Prerequisites:
  1. Minimal Program Components
  2. Statements, Expressions, and Edges
  3. Annotations

Control Flow Graphs

A control flow graph (CFG) is LiSA’s representation of the body of a function, method, or procedure. The nodes of the graph are Statement instances, and the directed edges between them are instances of Edge and define the possible flows of execution. Each CFG has a descriptor that carries its metadata — name, parameters, return type, annotations, and more — independent of the code body itself.
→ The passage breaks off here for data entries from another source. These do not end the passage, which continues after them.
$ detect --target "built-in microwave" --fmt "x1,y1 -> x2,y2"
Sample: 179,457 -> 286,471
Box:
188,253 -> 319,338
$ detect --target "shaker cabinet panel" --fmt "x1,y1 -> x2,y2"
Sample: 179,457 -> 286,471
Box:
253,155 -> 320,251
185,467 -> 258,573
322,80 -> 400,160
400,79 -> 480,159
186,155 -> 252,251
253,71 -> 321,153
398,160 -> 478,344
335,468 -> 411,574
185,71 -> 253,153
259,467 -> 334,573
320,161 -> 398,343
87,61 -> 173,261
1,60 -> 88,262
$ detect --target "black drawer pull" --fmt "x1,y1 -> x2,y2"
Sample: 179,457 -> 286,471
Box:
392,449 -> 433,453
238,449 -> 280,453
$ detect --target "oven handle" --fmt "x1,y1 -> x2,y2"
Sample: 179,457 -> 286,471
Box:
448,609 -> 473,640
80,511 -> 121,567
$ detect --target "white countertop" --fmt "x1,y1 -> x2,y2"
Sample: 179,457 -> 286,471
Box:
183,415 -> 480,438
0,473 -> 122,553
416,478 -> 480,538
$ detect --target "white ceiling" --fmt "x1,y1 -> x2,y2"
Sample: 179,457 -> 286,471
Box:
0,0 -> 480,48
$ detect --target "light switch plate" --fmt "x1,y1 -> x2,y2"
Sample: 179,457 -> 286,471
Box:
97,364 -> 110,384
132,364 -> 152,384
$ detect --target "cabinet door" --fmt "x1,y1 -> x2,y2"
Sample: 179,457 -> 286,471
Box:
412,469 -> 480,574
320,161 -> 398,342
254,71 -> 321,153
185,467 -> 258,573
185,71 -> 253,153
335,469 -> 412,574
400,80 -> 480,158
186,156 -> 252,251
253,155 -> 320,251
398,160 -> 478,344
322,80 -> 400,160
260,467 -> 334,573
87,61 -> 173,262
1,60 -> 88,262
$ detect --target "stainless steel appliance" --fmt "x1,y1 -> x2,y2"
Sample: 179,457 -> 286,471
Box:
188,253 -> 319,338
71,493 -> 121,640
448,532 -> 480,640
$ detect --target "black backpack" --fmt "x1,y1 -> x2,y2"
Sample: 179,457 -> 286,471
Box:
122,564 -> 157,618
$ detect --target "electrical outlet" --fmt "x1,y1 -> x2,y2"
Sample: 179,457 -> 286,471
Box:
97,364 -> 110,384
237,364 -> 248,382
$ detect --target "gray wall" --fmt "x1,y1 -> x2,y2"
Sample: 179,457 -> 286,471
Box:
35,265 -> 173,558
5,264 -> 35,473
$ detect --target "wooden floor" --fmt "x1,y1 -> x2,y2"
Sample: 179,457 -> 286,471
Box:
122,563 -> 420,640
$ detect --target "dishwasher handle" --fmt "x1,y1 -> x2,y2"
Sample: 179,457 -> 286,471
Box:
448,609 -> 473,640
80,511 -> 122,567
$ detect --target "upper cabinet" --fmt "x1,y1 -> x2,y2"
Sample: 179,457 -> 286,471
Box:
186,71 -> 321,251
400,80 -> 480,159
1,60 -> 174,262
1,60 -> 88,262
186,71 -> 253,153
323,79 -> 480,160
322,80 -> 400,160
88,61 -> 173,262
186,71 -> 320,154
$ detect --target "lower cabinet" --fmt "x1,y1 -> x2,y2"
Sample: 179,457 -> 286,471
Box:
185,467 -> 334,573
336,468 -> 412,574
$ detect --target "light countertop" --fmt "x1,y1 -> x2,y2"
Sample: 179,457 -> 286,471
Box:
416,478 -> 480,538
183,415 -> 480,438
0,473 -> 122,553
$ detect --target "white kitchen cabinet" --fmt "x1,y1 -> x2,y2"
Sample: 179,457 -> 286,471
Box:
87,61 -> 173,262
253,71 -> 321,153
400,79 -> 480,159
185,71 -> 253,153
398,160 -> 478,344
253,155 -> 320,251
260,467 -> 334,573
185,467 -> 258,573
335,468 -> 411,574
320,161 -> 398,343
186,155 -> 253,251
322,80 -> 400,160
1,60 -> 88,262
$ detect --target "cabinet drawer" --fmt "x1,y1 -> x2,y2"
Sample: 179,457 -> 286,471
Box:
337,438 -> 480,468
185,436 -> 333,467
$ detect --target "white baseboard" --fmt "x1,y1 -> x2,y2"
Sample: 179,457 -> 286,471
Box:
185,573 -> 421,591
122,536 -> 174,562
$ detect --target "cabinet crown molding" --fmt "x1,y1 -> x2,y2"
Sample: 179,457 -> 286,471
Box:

CFGs live inside Units, which in turn are part of a Program; those are described in their own documentation pages.

This page describes the building blocks of control flow graphs in LiSA: starting from the descriptor and the data structures it contains, through the generic graph infrastructure the CFG builds on, and finishing with the CFG class itself and its native counterpart.

 Note:
This page contains class diagrams. Interfaces are represented with yellow rectangles, abstract classes with blue rectangles, and concrete classes with green rectangles. After type names, type parameters are reported, but their bounds are omitted for clarity. Only public members are listed in each type: the + symbol marks instance members, the * symbol marks static members, and a ! in front of the name denotes a member with a default implementation. Method-specific type parameters are written before the method name, wrapped in <>. When a class or interface has already been introduced in an earlier diagram, its inner members are omitted.

Descriptors

The CodeMemberDescriptor class carries all the metadata associated with a code member — a function, method, or procedure — without containing the body code itself. It is shared by both CFG and NativeCFG instances, and serves as the single point of truth for information about a code member’s signature and context.

CFG Descriptor

The main information tracked by a CodeMemberDescriptor includes:

CodeMemberDescriptor is created by frontends at parsing time and refined during validation, when annotations are propagated and the override chain is established. Modifications to a descriptor after validation has completed may lead to incorrect results.

Formal Parameters

Parameter represents a formal parameter of a code member. Each parameter carries its name and static type (via getName() and getStaticType()), its source location (getLocation()), and any annotations attached to it (getAnnotations()). Optionally, a parameter may have a default value expression, returned by getDefaultValue(), which is used at call sites that omit the corresponding argument. The order of parameters in the array returned by getFormals() matches the order of formal parameters in the source signature.

Local Variables

A VariableTableEntry represents a local variable defined in the body of a code member. Each entry tracks the variable’s index in the local variable table (getIndex()), its name and static type (getName(), getStaticType()), and its source location (getLocation() — the location of its declaration). Each entry also records the scope of the variable as a pair of statements: getScopeStart() returns the first statement where the variable is visible, and getScopeEnd() the last, both of which may be null when the variable is visible throughout the entire code member. Given a CFG, the createReference(CFG) method builds the VariableRef expression that syntactically accesses the variable. Annotations on local variables are accessible via getAnnotations(), and are looked up by the descriptor’s getAnnotationsOf method to resolve annotation queries by variable name within the correct scope.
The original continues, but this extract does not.